Former British Consulate at Takao
This article needs additional citations for verification. (April 2013) (Learn how and when to remove this template message)
The British Consulate at Takao (or Takow; Chinese: 打狗英國領事館; pinyin: Dǎgǒu Yīngguó Lǐngshìguǎn) is a former British consulate built in 1865 in Gushan District, Kaohsiung, Taiwan. It has been designated as a 2nd Class Historic Site by the Ministry of the Interior.
|Former British Consulate at Takao|
|Location||Gushan, Kaohsiung, Taiwan|
|Owner||Bureau of Cultural Affairs of Kaohsiung City Government|
|Design and construction|
|Architecture firm||McPhail & Co|
In 1860 the Treaty of Peking forced the Qing dynasty to open up the ports of Takau (now called Kaohsiung), An-ping (Anping, Tainan), Tamsui (Tamsui, New Taipei) and Keelung to foreign trade. As the largest empire of the time Britain was one of the first western countries to establish a consulate, appointing Robert Swinhoe as the first British vice-consul in 1861, although he was unable to physically obtain the post until 1862. Initially the consulate was centered in Tamsui, but in 1864 the office was moved to Takau.
The building itself was built in 1879 by McPhail & Co overlooking Takao Harbor and the materials were brought over from the city of Amoy (Xiamen) on mainland China. It was rented by the British Government in 1867. In the same year Swinhoe was appointed as the first Consul General in Formosa a post he would hold until his retirement from government service in 1873.
Following the First Sino-Japanese War, the 1895 Treaty of Shimonoseki ceded the island of Formosa (as well as the Pescadores) to the Empire of Japan. Although the Treaty prompted the Triple Intervention by Russia, Germany, and France it appears to have had little effect on Britain, and thus no major events took place at the consulate at this time. In 1909, however, the Japanese government of Taiwan claimed the right to all foreign consulates in Taiwan and the British consulate was closed the next year. In 1931 the building was converted into an "Ocean Observatory" by the Japanese viceroy.
Although the walls of the consulate were painted with white cement in 1944 to avoid U.S. bombing attacks, the building saw very little action during the Second World War and does not appear to have been used for any important purpose. It was converted again to a Weather Bureau Observatory in 1945, shortly before Taiwan was handed over to Republic of China; it remained in this state for the next forty-one years.

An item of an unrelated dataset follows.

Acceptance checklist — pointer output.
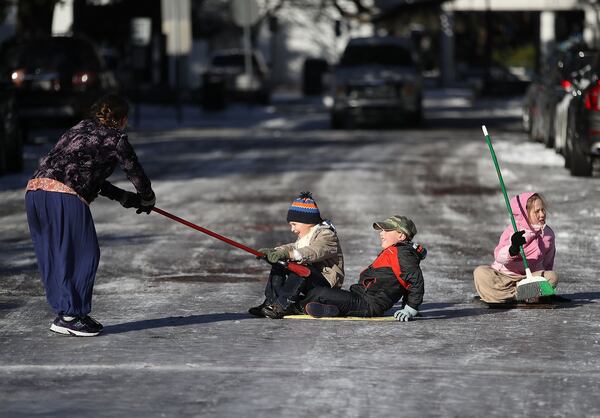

In 1986 the Kaohsiung municipal government commissioned Li Chien Lang to restore the former consulate as a museum in which to store historic documents and cultural products; it was declared to be a Second Class Historic Site the next year. In 2003 the building was placed under the responsibility of the newly created Cultural Bureau of Kaohsiung, which appointed the Kingship Continental Hotel Group to finish the restoration and manage the building. An opening ceremony was held in September.
In 2005 the former consulate was the first-place recipient of the prestigious Yuan-Yeh Award and recorded over 400 000 visitors. In 2006 it was the site of over one hundred artistic and cultural activities, including the National Oil Painting Competition and National Photography Competition. In 2007 it was visited by the United Nations Observatory Group as well as leaders and representatives of members of the Democratic Pacific Union and the restoration of 312 oil paintings in the former consulate and surrounding area was completed.
The Consulate was designed by a British architect and built by McPhail & Co. in 1865 using Chinese architects. The materials were shipped over from the city of Amoy (now Xiamen) across the Taiwan Strait. The architecture is that of the late Renaissance, providing a technical and stylistic basis for later Western buildings in Taiwan, and makes use of many arches. There are two floors.